I’m very excited to share with everyone that I have successfully installed the NVIDIA CUDA Toolkit on a Linux CentOS 7 Virtual Desktop running on Horizon 7.1 in my home lab. (No, I’m not the first but its a big deal for me.) You might be thinking “big deal you’ve deployed an app on a virtual machine!” or “Why would anyone want to use virtual machines for CUDA development, they want/need a whole dedicated piece of hardware, besides it’s easier that way!”
When I hear objections like this, all I can think of is the Disney movie Aladdin where the Genie says “Master, I don’t think you quite realize what you’ve got here!”
In this series of blogs I’m going to let the genie out of the lamp. For this post I’m going to layout the problem of installing the CUDA Toolkit on a Horizon Virtual Machine. In the next post I will lay out how to install it on a virtual machine. The following post will then explain why a configuration like this is significant benefit to developers and companies. There may also be follow on parts that I haven’t even thought of yet, as I’m still excited about proving this works correctly.
With that let’s rub the lamp and see what we get.
Most people in the virtualization space think of virtual GPUs (vGPUs) as something that provides enhanced graphics capabilities to virtual desktops (using VDI) not something for processing of data. Those developing applications that use CUDA (deep learning, machine learning, big data, etc.) tend to think of GPUs as more of a tool for improved data processing performance. Both perceptions are barriers into virtualizing developer workloads.

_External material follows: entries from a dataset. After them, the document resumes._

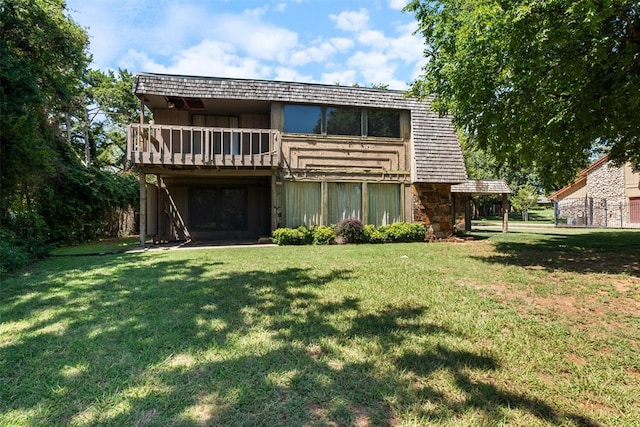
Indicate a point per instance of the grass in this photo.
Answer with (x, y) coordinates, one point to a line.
(510, 329)
(99, 247)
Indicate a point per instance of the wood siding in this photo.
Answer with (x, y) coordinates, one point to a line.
(432, 144)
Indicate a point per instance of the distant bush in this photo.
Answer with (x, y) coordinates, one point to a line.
(292, 236)
(372, 234)
(405, 232)
(323, 235)
(22, 241)
(350, 230)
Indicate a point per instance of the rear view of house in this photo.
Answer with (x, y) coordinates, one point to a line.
(233, 159)
(603, 195)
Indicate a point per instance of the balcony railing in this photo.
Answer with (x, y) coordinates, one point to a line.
(202, 146)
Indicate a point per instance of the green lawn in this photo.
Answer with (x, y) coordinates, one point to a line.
(515, 329)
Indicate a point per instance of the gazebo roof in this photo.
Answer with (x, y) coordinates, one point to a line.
(482, 186)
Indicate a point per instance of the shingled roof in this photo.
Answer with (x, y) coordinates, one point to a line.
(482, 186)
(436, 150)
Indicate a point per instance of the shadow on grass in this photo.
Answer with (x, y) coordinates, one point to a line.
(596, 252)
(196, 343)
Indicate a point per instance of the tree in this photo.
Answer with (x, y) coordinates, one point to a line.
(524, 199)
(46, 194)
(114, 105)
(43, 55)
(540, 83)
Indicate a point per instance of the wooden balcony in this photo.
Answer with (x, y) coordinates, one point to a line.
(202, 146)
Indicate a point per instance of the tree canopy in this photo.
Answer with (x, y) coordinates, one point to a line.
(47, 194)
(540, 83)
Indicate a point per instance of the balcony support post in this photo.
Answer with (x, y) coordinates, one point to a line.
(143, 208)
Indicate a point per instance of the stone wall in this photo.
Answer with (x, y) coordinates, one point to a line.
(605, 186)
(432, 206)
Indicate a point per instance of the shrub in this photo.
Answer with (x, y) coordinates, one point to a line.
(292, 236)
(405, 232)
(323, 235)
(350, 230)
(374, 235)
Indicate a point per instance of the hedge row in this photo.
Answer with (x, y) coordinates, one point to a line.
(350, 230)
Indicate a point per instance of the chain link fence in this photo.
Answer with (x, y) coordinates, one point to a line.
(598, 213)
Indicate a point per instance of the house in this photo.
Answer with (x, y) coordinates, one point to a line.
(236, 158)
(603, 195)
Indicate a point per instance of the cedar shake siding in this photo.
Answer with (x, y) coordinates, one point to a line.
(225, 158)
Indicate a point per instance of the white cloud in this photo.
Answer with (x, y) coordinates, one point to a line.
(398, 4)
(280, 7)
(344, 78)
(373, 38)
(312, 54)
(209, 58)
(374, 67)
(258, 39)
(257, 12)
(342, 44)
(291, 75)
(351, 21)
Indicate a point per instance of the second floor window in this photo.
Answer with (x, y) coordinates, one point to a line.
(334, 120)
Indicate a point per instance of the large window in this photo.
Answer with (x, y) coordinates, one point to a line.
(345, 201)
(334, 120)
(344, 121)
(302, 119)
(383, 123)
(303, 203)
(384, 204)
(218, 208)
(634, 209)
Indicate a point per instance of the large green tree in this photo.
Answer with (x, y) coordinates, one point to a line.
(43, 56)
(542, 83)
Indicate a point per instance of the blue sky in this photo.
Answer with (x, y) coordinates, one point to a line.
(319, 41)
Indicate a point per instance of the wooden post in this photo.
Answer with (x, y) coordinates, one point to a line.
(467, 213)
(505, 213)
(143, 208)
(274, 204)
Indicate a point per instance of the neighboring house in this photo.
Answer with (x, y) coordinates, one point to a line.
(235, 159)
(603, 195)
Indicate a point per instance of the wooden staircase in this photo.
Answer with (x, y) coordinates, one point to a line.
(171, 210)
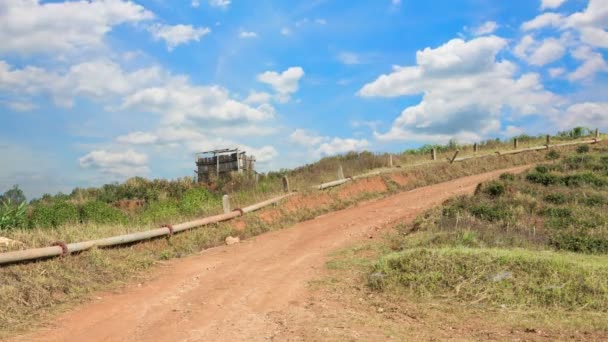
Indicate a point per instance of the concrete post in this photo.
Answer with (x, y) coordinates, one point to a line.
(226, 204)
(454, 157)
(286, 184)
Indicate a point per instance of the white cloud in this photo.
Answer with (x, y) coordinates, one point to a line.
(540, 53)
(123, 164)
(138, 138)
(258, 97)
(175, 35)
(305, 138)
(29, 27)
(465, 92)
(219, 3)
(349, 58)
(551, 4)
(339, 145)
(556, 72)
(248, 34)
(587, 114)
(285, 83)
(593, 62)
(486, 28)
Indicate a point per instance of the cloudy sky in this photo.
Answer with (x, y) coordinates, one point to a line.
(98, 91)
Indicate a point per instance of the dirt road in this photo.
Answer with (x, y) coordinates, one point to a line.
(235, 293)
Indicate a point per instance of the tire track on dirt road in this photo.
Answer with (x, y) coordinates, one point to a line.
(232, 293)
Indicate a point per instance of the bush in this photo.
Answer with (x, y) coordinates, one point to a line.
(494, 189)
(556, 198)
(553, 155)
(54, 215)
(160, 212)
(508, 176)
(101, 213)
(545, 179)
(195, 200)
(490, 213)
(12, 216)
(582, 149)
(579, 179)
(580, 243)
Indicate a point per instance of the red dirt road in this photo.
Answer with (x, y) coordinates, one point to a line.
(235, 293)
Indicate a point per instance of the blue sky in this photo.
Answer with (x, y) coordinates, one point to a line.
(98, 91)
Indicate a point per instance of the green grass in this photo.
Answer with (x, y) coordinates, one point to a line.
(512, 277)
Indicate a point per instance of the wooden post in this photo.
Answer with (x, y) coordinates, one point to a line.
(226, 204)
(286, 184)
(454, 157)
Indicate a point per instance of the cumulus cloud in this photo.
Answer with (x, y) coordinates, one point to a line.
(175, 35)
(586, 114)
(551, 4)
(326, 146)
(247, 34)
(123, 164)
(486, 28)
(465, 92)
(284, 83)
(540, 53)
(592, 63)
(28, 26)
(219, 3)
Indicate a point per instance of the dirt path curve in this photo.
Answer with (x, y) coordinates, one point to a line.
(232, 293)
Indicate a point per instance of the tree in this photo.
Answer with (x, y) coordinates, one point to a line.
(14, 196)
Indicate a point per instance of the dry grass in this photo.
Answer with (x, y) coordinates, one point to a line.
(31, 292)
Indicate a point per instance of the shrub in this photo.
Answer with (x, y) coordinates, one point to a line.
(594, 200)
(166, 211)
(579, 179)
(545, 179)
(508, 176)
(490, 213)
(494, 189)
(556, 198)
(54, 215)
(101, 213)
(12, 216)
(582, 149)
(553, 155)
(580, 243)
(195, 200)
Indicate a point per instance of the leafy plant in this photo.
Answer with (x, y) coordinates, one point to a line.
(12, 216)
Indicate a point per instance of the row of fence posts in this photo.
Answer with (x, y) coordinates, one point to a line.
(286, 188)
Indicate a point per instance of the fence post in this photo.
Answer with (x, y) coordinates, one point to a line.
(226, 204)
(286, 184)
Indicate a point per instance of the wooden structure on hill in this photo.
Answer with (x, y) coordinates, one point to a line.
(214, 164)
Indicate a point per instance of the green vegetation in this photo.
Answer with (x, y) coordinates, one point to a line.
(539, 240)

Because of this CUDA developers don’t consider virtualization and virtualization teams don’t consider CUDA developers.The net result is each side writes the other off. Leading to no documentation on how to deliver a given product on a given platform (CUDA on a VM). You can see this in both the NVIDIA CUDA Toolkit and in vGPU technology.
Deploying vGPU technology has a fair amount of requirements and configuration steps (as you can see in my GTC 17 session on setting up vGPUs for Linux VMs). Many times you are required to use a specific set of matching drivers, one for the ESXi host (in VMware a VIB) and one for the VM (a driver). If those don’t match, the VM may fail to work correctly or at all.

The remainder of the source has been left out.